Nicholas’s editorship obliges him to be a great deal in Charlottesville, but I do not think he has relinquished his hopes of being able to visit you in the course of the spring or summer. I wish he could go to see you for many reasons, and think it probable that the change & the ride would be of service to his health, which is even more deranged than usual, and which never is really good. I hope some of these days to be able to visit you my self dear Aunt, but when [or] how is more than I can at present say. when you come to see us you will find your little god daughter still a quadruped I believe she might have walked early in the winter, but she is as great a coward as her mother used once to be, and will never I fear venture to make the attempt. she has found the use of her tongue however, and her imperfect articulation is very sweet & amusing. Willie is a fine healthy, handsome boy, greatly in advance of Pat, but somewhat of a tempest in his humour. I am just preparing to put Martha into pantalets, and when I tried on a pair this morning she was frightened almost into fits.The girls have left you no doubt before this time, and I hope when they have rested from their visit to town, they will come to see us. we have a sincere affection for them both, and are very fond of their society, besides feeling a deep interest in their prospects. I hope my dear Mary’s are quite “couleur de rose” from what I have [. . .] & seen of Mr. Fairfax, and I think it will suit her better th[an i]t would [. . .] so soon to take the constraints & duties of a family on her [. . .] Jane should go at large a few years longer, it will suit the vivacity of her disposition better than the repose & unvariableness of domestic life. I hope my dear Jane will not be affronted at the expression of this opinion of mine, and I am sure if she could see my heart she would not be.—I can give you no satisfactory answer to your enquiries on the subject of Cousin Martha Minor’s marriage as the report never reached my ears until I got your letter. but I am “credibly informed” that Martha Terrell is to be married in August.

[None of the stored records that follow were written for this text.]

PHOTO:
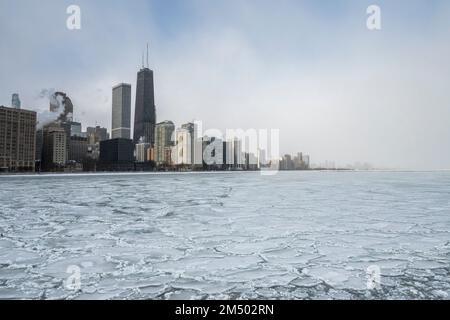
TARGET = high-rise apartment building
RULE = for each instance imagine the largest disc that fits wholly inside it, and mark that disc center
(145, 112)
(55, 149)
(163, 141)
(15, 101)
(183, 147)
(17, 139)
(121, 111)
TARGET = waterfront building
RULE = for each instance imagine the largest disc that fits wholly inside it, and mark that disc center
(121, 111)
(163, 142)
(17, 139)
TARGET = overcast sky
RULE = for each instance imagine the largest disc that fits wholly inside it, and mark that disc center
(336, 90)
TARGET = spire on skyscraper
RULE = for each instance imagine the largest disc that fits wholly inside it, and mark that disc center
(147, 56)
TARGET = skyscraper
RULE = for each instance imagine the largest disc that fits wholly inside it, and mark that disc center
(145, 112)
(55, 151)
(17, 139)
(15, 101)
(163, 142)
(121, 111)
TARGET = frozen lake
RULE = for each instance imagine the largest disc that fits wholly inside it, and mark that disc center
(296, 235)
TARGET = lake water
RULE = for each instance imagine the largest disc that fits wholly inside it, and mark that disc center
(296, 235)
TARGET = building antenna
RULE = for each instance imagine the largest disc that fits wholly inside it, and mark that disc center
(147, 56)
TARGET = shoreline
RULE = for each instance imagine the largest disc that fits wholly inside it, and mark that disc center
(124, 173)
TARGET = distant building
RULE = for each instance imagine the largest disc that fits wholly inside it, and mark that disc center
(15, 101)
(61, 103)
(142, 154)
(96, 134)
(213, 153)
(54, 151)
(145, 110)
(75, 130)
(121, 111)
(183, 147)
(78, 149)
(235, 157)
(17, 139)
(163, 142)
(116, 155)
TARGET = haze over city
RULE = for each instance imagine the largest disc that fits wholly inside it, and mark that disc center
(335, 89)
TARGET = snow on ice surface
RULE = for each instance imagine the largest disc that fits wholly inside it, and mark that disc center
(296, 235)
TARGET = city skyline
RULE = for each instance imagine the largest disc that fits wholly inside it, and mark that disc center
(329, 91)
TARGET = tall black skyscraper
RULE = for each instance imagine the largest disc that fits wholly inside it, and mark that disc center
(145, 114)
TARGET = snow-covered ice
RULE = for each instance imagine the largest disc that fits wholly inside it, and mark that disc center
(295, 235)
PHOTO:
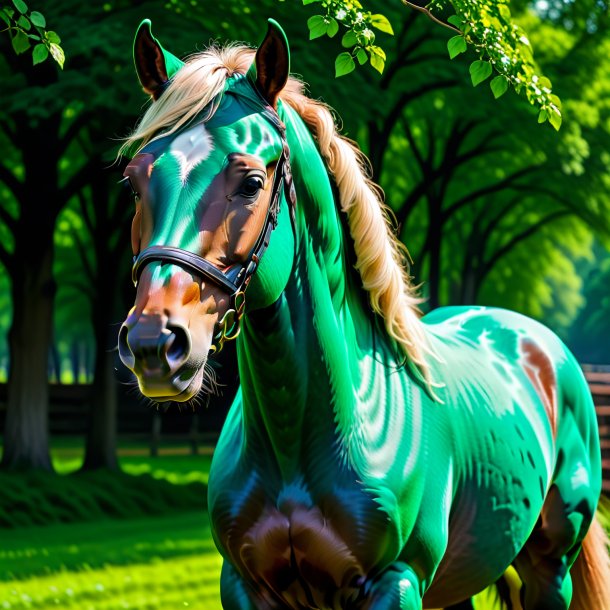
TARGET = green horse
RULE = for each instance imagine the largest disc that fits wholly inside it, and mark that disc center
(373, 459)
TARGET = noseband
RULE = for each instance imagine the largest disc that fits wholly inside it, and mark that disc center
(234, 280)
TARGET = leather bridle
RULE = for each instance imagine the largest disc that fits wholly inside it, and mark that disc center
(234, 280)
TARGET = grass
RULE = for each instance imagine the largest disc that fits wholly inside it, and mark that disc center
(167, 562)
(138, 539)
(155, 561)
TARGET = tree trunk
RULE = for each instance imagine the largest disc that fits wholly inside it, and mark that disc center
(434, 253)
(469, 288)
(26, 434)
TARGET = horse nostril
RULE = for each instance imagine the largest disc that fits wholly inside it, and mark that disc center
(125, 353)
(179, 344)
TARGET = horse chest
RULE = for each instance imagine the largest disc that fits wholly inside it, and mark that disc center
(301, 557)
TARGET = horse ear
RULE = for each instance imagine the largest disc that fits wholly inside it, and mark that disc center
(154, 65)
(271, 67)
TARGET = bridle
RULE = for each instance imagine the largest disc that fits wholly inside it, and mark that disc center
(234, 280)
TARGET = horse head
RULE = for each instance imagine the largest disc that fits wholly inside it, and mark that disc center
(210, 189)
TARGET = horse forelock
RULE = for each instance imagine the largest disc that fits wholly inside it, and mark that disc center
(195, 91)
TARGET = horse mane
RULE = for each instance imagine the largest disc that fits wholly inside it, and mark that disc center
(381, 259)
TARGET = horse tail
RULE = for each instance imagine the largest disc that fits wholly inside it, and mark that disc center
(591, 572)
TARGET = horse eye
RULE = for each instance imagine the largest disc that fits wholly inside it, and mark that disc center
(251, 186)
(128, 185)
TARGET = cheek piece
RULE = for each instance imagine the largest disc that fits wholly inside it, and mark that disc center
(235, 280)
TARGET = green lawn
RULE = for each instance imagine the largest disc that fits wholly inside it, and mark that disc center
(163, 562)
(153, 562)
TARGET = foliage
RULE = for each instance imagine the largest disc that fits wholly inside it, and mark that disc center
(487, 27)
(359, 35)
(27, 29)
(146, 563)
(40, 498)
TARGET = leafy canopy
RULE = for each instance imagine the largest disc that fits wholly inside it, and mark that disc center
(486, 26)
(27, 30)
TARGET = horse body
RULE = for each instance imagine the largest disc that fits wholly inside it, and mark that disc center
(366, 470)
(351, 472)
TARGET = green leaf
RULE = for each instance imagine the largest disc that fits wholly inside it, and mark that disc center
(51, 36)
(479, 71)
(317, 26)
(39, 54)
(20, 42)
(499, 86)
(505, 12)
(456, 45)
(21, 6)
(377, 58)
(344, 64)
(382, 24)
(349, 39)
(24, 22)
(332, 28)
(38, 19)
(58, 54)
(555, 119)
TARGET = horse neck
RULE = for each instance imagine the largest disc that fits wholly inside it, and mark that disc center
(302, 360)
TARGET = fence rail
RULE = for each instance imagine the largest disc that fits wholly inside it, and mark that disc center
(598, 378)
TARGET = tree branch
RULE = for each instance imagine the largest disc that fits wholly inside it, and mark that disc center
(82, 252)
(425, 11)
(72, 131)
(11, 182)
(7, 260)
(77, 181)
(516, 239)
(488, 190)
(10, 133)
(82, 202)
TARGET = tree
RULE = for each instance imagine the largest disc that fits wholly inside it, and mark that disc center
(44, 106)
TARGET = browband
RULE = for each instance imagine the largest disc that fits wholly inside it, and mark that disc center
(235, 279)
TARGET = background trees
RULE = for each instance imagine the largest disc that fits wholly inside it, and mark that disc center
(494, 208)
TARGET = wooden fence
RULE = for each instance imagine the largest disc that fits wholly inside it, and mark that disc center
(599, 383)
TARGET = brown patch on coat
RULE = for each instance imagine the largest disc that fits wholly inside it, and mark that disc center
(539, 369)
(300, 558)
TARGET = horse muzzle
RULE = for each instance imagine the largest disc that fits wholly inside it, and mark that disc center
(160, 354)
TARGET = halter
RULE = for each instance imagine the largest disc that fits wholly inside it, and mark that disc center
(234, 280)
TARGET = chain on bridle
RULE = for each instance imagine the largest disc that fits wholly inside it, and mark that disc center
(235, 280)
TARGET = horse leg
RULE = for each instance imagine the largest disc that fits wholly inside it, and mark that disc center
(236, 595)
(545, 560)
(397, 588)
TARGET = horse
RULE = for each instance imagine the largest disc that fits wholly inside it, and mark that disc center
(373, 459)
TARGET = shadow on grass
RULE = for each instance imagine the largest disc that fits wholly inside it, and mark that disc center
(40, 498)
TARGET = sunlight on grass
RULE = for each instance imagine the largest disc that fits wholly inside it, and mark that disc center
(152, 563)
(182, 582)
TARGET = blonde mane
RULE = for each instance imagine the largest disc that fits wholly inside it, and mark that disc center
(381, 257)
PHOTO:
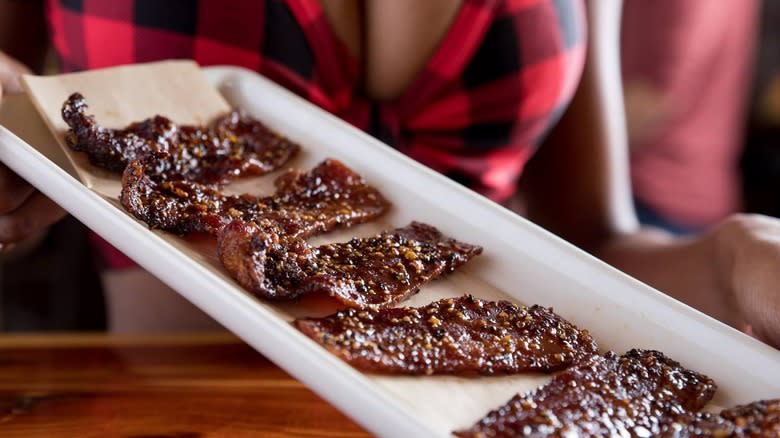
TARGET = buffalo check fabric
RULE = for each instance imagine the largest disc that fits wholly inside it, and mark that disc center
(496, 83)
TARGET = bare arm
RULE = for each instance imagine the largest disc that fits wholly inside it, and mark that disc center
(578, 187)
(24, 212)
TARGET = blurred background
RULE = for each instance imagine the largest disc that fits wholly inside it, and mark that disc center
(702, 92)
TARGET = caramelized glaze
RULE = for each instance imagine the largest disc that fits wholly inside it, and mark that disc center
(465, 335)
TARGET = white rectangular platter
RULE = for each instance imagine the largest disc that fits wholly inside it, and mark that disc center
(521, 262)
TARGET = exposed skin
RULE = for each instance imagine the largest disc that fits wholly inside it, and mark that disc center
(24, 212)
(730, 272)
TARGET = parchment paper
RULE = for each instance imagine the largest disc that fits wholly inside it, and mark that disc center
(122, 95)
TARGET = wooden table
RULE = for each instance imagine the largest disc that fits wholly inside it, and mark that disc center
(174, 386)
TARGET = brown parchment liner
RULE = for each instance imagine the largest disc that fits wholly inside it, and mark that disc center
(179, 90)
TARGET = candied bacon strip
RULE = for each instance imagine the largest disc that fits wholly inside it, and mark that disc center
(374, 271)
(610, 395)
(758, 419)
(452, 336)
(316, 201)
(231, 146)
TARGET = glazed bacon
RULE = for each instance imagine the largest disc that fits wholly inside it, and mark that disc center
(452, 336)
(610, 395)
(754, 420)
(374, 271)
(305, 203)
(233, 145)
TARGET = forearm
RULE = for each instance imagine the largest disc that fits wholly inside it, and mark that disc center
(23, 33)
(690, 270)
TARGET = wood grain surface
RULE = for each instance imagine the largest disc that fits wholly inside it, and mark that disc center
(208, 385)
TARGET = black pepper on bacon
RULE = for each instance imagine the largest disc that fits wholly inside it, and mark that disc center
(760, 419)
(231, 146)
(632, 395)
(460, 336)
(374, 271)
(305, 202)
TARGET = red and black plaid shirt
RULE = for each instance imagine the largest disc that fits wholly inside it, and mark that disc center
(499, 79)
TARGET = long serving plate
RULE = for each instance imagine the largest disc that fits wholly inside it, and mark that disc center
(521, 262)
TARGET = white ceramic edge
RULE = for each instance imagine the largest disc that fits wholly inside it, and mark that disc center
(504, 222)
(329, 377)
(340, 384)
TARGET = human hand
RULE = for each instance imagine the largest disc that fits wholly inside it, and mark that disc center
(749, 262)
(24, 212)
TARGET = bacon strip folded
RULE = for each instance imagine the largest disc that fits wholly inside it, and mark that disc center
(610, 395)
(305, 203)
(374, 271)
(452, 336)
(231, 146)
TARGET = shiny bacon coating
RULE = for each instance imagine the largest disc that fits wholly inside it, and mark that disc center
(374, 271)
(755, 420)
(452, 336)
(610, 395)
(231, 146)
(305, 203)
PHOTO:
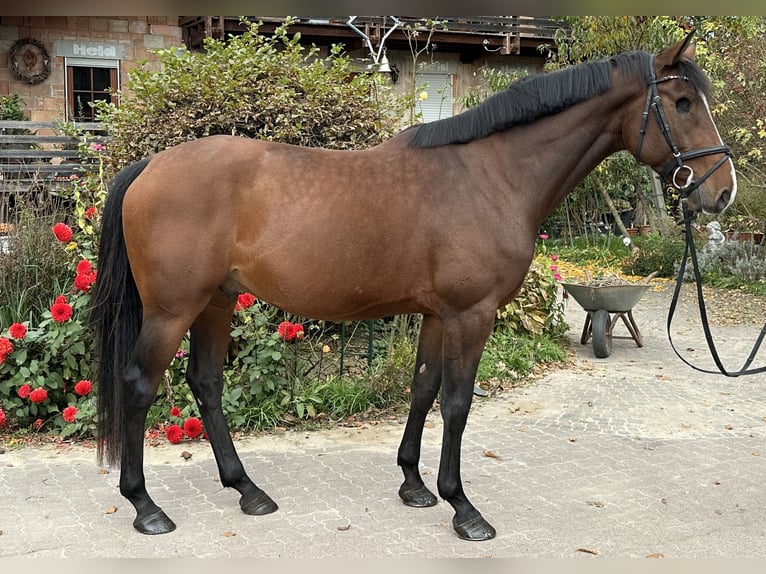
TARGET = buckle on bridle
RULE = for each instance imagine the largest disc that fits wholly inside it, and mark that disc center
(689, 177)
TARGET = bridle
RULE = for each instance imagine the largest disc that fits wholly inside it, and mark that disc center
(674, 170)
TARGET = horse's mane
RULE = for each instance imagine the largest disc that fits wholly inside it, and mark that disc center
(541, 95)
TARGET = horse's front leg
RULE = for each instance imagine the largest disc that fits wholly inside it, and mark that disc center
(464, 337)
(425, 386)
(209, 341)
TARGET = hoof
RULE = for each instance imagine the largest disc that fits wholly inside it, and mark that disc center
(157, 523)
(419, 497)
(475, 528)
(258, 506)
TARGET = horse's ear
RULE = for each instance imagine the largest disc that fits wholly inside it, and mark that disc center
(681, 50)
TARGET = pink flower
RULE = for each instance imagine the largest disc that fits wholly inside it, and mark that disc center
(18, 331)
(174, 434)
(61, 311)
(244, 300)
(83, 281)
(192, 427)
(38, 395)
(290, 331)
(63, 232)
(6, 348)
(69, 414)
(84, 267)
(83, 387)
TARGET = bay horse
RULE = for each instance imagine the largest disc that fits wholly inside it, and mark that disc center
(439, 220)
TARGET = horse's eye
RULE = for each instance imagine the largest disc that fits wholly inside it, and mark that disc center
(683, 106)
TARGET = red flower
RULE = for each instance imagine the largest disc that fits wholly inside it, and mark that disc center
(38, 395)
(84, 267)
(62, 232)
(6, 348)
(290, 331)
(61, 311)
(18, 331)
(174, 434)
(69, 414)
(192, 427)
(244, 300)
(83, 387)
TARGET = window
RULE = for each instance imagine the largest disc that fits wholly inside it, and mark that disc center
(438, 104)
(89, 80)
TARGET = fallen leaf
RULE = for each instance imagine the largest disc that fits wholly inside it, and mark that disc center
(587, 550)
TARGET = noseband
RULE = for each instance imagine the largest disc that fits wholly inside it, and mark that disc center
(675, 172)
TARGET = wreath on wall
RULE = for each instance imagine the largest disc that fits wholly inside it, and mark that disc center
(29, 61)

Adieu my Dear Aunt, this days mail has brought us no news from our friends in Boston, with respect to whose movements we are still in suspense. kiss the children for me, they have changed very much I suppose since I saw them last, and I dare say are aspirants for a more ceremonious appellation. love to the girls when you write or see them next, and also to Wilson it gave me great pleasure to hear how studious he has become. Nicholas will speak for himself in a post script, & Lewis & Mary charge me with love to you all. once more adieu, believe me ever your affectionate niece
|My dear Aunt|
I owe you a thousand apologies for not long since writing on the subject of Richard; although, for part of the time, I have a valid excuse in the circumstance that I have been waiting & waiting, I don’t know how long, for this very letter. I wrote immediately to my Louisiana friend, Mr Baker; but he had bought just such a boy & declined taking R.—By the time Mr B’s answer came, I heard that he was going on somewhat better; & as I had no idea of this way of turning him upon yr hands, I determined not to be accessory to it, & to leave things in status quo. Subjoined, is a list of the things I got for R, on yr account.—
If it wont make Mary blush, tell her I was truly sorry to be out when my cousin F. called; & to miss seeing him, as I did, entirely.
Mrs Randolph has been detained in Boston by sickness; & wont be here till the 15th at the Soonest.